There are four kinds of people who visit the Sawgrass Marriot–those who use luggage racks, those who use the bed, those who use the floor, and those who don’t use luggage.
Those who use luggage racks are the hardest to make out. They usually use only one bed and have no personal items out except for a closed laptop and an electric razor. These are the closed books–they cannot be read.
Those who use the bed are the busy business men. They have stacks of resumes, printouts of e-mails, and conference agendas strewn about. the unused bed is piled with luggage, pre-worn clothing, and business items. Several electronic device rechargers are still plugged into the sockets. The devices are with the owner.

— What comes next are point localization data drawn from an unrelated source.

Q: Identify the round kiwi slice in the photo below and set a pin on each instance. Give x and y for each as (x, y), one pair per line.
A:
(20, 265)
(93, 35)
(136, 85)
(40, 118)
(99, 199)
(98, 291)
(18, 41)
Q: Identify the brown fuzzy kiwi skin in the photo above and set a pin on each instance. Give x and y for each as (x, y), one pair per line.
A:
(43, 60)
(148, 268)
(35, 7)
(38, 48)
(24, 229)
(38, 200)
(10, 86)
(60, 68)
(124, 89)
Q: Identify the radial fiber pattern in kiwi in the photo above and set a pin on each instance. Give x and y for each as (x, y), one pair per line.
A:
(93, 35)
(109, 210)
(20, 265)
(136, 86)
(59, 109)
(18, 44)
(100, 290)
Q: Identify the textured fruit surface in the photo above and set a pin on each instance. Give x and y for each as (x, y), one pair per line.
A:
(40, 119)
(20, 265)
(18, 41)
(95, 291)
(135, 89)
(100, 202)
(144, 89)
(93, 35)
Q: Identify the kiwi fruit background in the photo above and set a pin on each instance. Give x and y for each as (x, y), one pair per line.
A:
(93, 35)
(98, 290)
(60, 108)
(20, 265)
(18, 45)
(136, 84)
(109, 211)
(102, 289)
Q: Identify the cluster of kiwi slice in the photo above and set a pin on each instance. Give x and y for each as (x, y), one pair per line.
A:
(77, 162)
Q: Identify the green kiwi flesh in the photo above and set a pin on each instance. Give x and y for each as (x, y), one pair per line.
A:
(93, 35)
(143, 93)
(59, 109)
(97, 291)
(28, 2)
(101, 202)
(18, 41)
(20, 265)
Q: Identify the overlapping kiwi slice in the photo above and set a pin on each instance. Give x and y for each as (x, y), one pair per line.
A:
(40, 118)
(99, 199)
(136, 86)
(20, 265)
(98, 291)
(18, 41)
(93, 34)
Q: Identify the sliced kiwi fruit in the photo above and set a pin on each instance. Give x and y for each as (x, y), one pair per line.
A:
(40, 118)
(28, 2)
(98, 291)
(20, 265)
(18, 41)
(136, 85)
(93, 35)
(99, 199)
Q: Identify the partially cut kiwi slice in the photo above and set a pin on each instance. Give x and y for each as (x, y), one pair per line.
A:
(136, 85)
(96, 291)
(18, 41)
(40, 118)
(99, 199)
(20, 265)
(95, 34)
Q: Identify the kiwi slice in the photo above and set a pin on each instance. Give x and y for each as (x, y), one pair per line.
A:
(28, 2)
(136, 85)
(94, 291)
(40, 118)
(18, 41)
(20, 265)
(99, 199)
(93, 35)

Those who use the floor are the families who are splurging on this vacation. They sleep in both beds, sometimes with people even sharing beds. These are the people who are most likely to bring pillows from home. The dressers and desk are stacked with fresh fruit and cereal bars for breakfast, chips and pop for snack, and probably a package of Oreos. These people use No-AD sunscreen and wear drug-store flip-flops.
The final group of people are those who have no luggage. These are the stay-overs–those who live at the hotel for weeks at a time. Their clothes are neatly folded in the drawers or hung in the closets. They don’t leave personal items around the room, but the bathroom contains a large selection of shaving creams, hair supplies, lotions, and jewelry. These people use their ice buckets for wine and order shrimp or oysters from room service as appetizers.

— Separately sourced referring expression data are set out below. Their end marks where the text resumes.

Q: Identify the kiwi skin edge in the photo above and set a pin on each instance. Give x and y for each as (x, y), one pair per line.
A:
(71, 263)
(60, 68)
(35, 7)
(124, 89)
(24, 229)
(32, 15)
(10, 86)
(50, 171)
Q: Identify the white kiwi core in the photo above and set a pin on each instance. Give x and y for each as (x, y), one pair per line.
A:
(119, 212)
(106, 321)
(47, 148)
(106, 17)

Then there are the few that fit into none of these categories–these are the truly spectacular people. Like in one room I cleaned today. Both beds were used and an inflatable mattress was on the floor for yet another person. A small black suitcase sat neatly on the luggage rack with a neatly folded black bag beneath it. There was a neatly packed clear storage box of family videos underneath the desk. And on the desk? A collection of Usborne and Dorling Kindersley children’s books. A few pieces of paper with a young scrawl across them. A chair held a child’s blanket folded nicely and a couple of well-loved teddy bears. And on the nightstand, a note, written in newly learned cursive. “Dear, Maid Thank you for cleaning” (Here I turned the note over.) “our room” The note was accompanied by a tip, that for the time we had to spend cleaning their room was rather significant. That family, even though I never once saw them, made my day. Yes, these are the truly spectacular people.